- The Japanese Association of Rehabilitation Medicine
- Progress in Rehabilitation Medicine (ISSN:24321354)
- vol.7, pp.20220025, 2022 (Released:2022-05-14)
Pharmacotherapy is important in older patients undergoing rehabilitation because such patients, especially those with frailty and physical disabilities, are susceptible to drug-related functional impairment. Drug-related problems include polypharmacy, potentially inappropriate medications (PIMs), and potential prescription omissions. These problems are associated with adverse drug events such as dysphagia, depression, drowsiness, falls and fractures, incontinence, decreased appetite, and Parkinson’s syndrome, leading to impaired improvement in activities of daily living (ADL), quality of life (QOL), and nutritional status. Moreover, the anticholinergic burden is associated with impaired physical and cognitive functions. Therefore, pharmacist-centered multidisciplinary pharmacotherapy should be performed to maximize rehabilitation outcomes. Pharmacotherapy includes a review of all medications, the assessment of drug-related problems, goal setting, correction of polypharmacy and PIMs, monitoring of drug prescriptions, and reassessment of drug-related problems. The goal of pharmacotherapy in rehabilitation medicine is to optimize drug prescribing and to maximize the improvement of ADL and QOL as patient outcomes.
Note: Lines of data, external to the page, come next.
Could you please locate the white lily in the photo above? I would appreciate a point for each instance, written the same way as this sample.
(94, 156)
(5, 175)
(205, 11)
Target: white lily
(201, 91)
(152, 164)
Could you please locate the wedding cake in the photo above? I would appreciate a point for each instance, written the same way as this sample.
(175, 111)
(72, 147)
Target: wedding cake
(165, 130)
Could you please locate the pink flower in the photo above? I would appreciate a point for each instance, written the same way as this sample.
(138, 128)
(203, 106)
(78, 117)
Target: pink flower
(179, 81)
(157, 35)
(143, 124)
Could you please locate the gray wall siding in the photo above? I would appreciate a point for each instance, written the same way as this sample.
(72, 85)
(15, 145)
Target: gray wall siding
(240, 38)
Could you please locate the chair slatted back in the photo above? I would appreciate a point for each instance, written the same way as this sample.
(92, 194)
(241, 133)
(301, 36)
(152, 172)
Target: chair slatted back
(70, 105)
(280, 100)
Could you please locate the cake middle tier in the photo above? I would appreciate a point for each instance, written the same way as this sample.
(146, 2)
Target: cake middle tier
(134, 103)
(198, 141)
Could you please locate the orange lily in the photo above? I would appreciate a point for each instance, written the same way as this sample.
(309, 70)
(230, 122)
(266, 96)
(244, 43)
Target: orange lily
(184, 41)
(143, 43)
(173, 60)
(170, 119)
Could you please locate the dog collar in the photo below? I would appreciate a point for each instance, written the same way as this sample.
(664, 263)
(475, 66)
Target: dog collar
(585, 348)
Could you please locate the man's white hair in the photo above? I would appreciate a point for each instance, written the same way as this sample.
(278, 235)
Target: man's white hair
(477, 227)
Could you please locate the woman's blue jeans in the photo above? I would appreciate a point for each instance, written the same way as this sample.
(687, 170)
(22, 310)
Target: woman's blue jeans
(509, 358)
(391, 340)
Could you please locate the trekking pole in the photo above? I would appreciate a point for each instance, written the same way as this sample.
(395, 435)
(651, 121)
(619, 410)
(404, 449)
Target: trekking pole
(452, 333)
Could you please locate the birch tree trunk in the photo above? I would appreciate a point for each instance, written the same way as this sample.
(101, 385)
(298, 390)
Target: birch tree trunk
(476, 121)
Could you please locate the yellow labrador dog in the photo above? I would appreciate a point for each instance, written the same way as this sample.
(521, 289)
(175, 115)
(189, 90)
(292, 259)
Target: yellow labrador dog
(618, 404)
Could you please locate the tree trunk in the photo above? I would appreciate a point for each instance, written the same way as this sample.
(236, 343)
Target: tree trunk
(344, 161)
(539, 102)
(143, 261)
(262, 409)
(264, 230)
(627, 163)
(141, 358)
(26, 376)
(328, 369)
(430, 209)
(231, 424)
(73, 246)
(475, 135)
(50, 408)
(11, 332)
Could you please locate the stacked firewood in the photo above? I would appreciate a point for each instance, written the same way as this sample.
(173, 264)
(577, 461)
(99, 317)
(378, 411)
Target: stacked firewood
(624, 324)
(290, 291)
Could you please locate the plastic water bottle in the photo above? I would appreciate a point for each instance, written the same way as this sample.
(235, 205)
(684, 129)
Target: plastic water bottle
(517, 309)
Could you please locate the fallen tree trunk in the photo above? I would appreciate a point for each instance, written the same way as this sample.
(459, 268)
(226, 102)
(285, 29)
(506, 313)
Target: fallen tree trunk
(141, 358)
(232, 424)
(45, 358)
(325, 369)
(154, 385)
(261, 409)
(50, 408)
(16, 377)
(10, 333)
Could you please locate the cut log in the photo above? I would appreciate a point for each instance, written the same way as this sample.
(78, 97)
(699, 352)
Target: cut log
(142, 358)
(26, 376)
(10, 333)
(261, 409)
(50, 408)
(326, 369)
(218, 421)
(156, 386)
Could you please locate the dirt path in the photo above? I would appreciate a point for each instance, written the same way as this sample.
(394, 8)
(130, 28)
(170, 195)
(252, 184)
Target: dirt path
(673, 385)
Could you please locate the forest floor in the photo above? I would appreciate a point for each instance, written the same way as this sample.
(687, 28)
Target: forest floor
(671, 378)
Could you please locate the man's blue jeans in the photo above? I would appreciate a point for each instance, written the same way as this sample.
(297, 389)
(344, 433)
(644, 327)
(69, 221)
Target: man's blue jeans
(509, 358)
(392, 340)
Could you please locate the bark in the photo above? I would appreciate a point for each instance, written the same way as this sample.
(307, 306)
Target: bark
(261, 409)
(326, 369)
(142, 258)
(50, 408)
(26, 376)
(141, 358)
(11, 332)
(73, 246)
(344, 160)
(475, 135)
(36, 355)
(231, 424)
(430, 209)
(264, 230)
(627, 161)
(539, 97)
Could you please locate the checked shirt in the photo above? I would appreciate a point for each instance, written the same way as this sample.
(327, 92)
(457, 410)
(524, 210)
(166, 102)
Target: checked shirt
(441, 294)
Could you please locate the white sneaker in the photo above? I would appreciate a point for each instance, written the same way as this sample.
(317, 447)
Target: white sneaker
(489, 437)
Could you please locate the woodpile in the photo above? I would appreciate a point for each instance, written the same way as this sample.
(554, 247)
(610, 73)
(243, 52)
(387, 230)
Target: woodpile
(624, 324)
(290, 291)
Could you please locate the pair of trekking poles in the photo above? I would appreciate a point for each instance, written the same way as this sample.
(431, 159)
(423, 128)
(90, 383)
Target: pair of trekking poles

The role of pharmacists during rehabilitation is to treat patients as part of multidisciplinary teams and as key members of nutritional support teams. In this review, we aim to highlight existing evidence regarding pharmacotherapy in older adults, including drug-related functional impairment and the association between pharmacotherapy and functional, cognitive, and nutritional outcomes among patients undergoing rehabilitation. In addition, we highlight the important role of pharmacists in maximizing improvements in rehabilitation outcomes and minimizing drug-related adverse effects.